Sears broadcast test transmissions from its own permanent studios on April 9, 10 and 11, 1924, using the callsign WES (for "World's Economy Store"). On April 12, 1924, the station commenced officially, using the callsign WLS (for "World's Largest Store"); and on April 19, aired its first National Barn Dance. Sears originally operated its station at its Chicago headquarters on Chicago's West Side where the company's mail order business was located. Sears then moved the WLS studios into the Sherman House hotel in downtown Chicago.
Sears opened the station in 1924 as a service to farmers and subsequently sold it to the Prairie Farmer magazine in 1928. The station moved to the Prairie Farmer Building on West Washington in Chicago, where it remained for 32 years. For a few months after ABC's 1960 purchase of it and the format change, the "bright new sound" that began in May 1960 was broadcast from the Prairie Farmer Building. WLS didn't make the move to downtown Michigan Avenue's Stone Container Building until October of that year. Thirty years later, it would move once more, to its present location at 190 North State in downtown Chicago. It was the scene of the National Barn Dance, which featured Gene Autry, Pat Buttram, and George Gobel, and which was second only to the Grand Ole Opry (in itself a local National Barn Dance spinoff) in presenting country music and humor.
The station also experimented successfully in many forms of news broadcasting, including weather and crop reports. Its most famous news broadcast was the report of the Hindenburg disaster by Herbert Morrison.

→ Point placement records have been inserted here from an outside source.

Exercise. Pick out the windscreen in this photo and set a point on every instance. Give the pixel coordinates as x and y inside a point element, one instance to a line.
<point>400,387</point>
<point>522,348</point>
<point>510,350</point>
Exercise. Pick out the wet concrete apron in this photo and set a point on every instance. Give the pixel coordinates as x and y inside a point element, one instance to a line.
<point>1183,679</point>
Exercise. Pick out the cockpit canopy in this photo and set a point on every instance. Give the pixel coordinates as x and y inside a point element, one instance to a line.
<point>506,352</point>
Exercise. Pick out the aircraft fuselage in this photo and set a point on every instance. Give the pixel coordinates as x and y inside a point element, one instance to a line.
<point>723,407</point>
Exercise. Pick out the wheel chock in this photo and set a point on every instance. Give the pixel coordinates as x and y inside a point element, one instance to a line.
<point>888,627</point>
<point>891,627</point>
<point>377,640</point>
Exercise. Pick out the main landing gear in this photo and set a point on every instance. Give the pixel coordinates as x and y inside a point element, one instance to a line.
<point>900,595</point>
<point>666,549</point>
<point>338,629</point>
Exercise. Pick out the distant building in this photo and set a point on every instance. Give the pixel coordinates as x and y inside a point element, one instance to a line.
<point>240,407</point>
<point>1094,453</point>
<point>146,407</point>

Starting in the 1930s, WLS had been an affiliate of the Blue Network of the National Broadcasting Company (NBC), and as such aired the popular Fibber McGee and Molly and Lum and Abner comedy programs (both produced at the studios of Chicago's NBC-owned stations, WENR and WMAQ) during their early years. When the Federal Communications Commission forced NBC to sell the Blue Network, WLS maintained its affiliation with the network under its new identity, the American Broadcasting Company (ABC). Under this affiliation, some programs from the network that were not commercially sponsored or which were scheduled to cross the time that WLS and WENR shifted its use of the same frequency (such as baseball or football games) were transferred to air on a third Blue Network/ABC affiliate in Chicago, WCFL. Blue/ABC network broadcasts of addresses by labor leaders were also shifted away from WLS and WENR to WCFL, which was owned at the time by the Chicago Federation of Labor.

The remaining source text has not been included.